Сложнее оказалось решение другой проблемы — развитие рестенозов после ангиопластики. Несмотря на то что два пилотных исследования BENESTENT [7] и STRESS [8] показали достоверное снижение частоты рестенозов после стентирования, дальнейшие исследования «реальной» клинической практики выявили достаточно высокую частоту рестенозов после имплантации металлических стентов (25—30%) [16]. Большинство рестенозов развивалось в течение первого года после стентирования, а эндоваскулярное лечение возникших рестенозов было сопряжено с большими техническими трудностями, неудовлетворительными отдаленными результатами. Большинство пациентов с рестенозами внутри стентов направлялись на хирургическое лечение. Исходя из сложившейся ситуации, у отдельных кардиологов и кардиохирургов сложилось мнение о «временном» характере стентирования, которое все равно заканчивается АКШ в среднесрочной перспективе из-за возникающих рестенозов.

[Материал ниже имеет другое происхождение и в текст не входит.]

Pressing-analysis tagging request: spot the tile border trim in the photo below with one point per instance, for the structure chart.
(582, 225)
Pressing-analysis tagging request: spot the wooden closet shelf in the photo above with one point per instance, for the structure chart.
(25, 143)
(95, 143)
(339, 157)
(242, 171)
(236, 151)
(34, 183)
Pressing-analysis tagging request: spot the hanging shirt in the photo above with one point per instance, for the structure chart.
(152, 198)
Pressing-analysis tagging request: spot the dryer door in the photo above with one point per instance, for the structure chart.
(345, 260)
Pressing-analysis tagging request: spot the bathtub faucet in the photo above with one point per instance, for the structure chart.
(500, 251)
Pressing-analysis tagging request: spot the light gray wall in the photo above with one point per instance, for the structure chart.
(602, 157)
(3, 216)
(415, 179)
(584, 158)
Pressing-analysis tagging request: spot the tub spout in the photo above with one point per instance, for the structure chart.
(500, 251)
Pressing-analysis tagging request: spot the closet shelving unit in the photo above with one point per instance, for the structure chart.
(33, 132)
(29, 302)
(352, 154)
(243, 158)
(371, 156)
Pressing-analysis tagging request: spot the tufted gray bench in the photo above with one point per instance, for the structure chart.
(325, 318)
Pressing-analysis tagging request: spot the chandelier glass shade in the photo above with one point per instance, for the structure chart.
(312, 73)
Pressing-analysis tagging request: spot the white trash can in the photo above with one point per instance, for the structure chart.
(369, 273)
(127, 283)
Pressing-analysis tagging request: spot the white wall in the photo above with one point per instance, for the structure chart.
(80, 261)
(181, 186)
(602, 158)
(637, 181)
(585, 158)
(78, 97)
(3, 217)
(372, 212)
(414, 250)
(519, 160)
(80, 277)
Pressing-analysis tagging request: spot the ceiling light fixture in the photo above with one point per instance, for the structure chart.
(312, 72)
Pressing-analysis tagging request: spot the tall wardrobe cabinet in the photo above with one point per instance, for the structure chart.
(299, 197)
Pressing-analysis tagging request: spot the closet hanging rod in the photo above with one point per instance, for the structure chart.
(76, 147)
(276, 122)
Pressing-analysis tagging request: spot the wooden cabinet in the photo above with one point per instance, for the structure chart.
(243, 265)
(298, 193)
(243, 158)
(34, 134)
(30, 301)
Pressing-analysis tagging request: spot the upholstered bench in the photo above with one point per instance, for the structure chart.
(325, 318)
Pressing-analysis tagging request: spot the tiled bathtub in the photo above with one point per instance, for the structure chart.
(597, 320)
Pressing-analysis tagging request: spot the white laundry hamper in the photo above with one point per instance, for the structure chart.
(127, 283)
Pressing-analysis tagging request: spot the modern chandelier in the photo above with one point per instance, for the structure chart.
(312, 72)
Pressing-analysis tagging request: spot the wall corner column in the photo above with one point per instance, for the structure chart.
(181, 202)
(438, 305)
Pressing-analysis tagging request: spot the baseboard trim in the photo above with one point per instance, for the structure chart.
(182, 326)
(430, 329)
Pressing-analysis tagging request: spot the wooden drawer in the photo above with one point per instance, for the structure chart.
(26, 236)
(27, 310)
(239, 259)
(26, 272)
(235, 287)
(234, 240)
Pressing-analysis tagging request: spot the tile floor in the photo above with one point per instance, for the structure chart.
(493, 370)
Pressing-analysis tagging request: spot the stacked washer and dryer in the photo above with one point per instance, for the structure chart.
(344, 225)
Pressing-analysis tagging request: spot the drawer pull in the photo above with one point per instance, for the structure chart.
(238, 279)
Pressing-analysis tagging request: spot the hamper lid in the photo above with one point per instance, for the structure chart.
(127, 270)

Используя различные поисковые системы (Pubmed, Medline, Coсhrane Library), в мировой литературе мы не нашли сообщений об эффективной проходимости стентов в течение 20 лет и более после имплантации. В 2006 г. J.E. Sousa опубликовал 13-летний успешный отдаленный результат после первой в мире имплантации стента Palmaz—Sсhatz в 1987 г. [17]. В нашем случае хорошие ангиографический и клинический эффекты после имплантации металлического стента без лекарственного покрытия были прослежены в течение 20 лет, с помощью методов эндоваскулярной хирургии нам удалось сохранить качество жизни пациента без развития кардиальных осложнений и без операции АКШ. Разумеется, технологии постоянно развиваются и совершенствуются, и второй этап стентирования (ствола ЛКА) был выполнен уже с имплантацией стента с лекарственным покрытием. Это позволило сохранить эффективный просвет и кровоток в стволе ЛКА в течение 7,5 года. Показательна также эволюция медикаментозного обеспечения коронарного стентирования во время проведения первых процедур. В начале 90-х гг. кардиологи не располагали теми медикаментозными средствами для предотвращения тромбозов стентов, без которых сегодня невозможно представить эндоваскулярные коронарные вмешательства — антиагрегантные средства тиенопиридонового ряда (клопидогрел), блокаторы рецепторов тромбоцитов IIb/IIIa, прямые ингибиторы тромбина (бивалирудин) и др. Единственными средствами для предотвращения тромбозов стентов были инфузия гепарина, АСК как антиагрегантное средство и антикоагулянты непрямого действия [15, 17]. Однако такая терапия повышала риск развития кровотечения (особенно при бедренном доступе) и нередко приводила к возникновению больших гематом, ложных аневризм артерии доступа или к жизненно опасным кровотечениям.
Приведенный пример показывает возможность долгосрочной проходимости и эффективности металлических каркасов (стентов), имплантированных внутрь просвета коронарной артерии.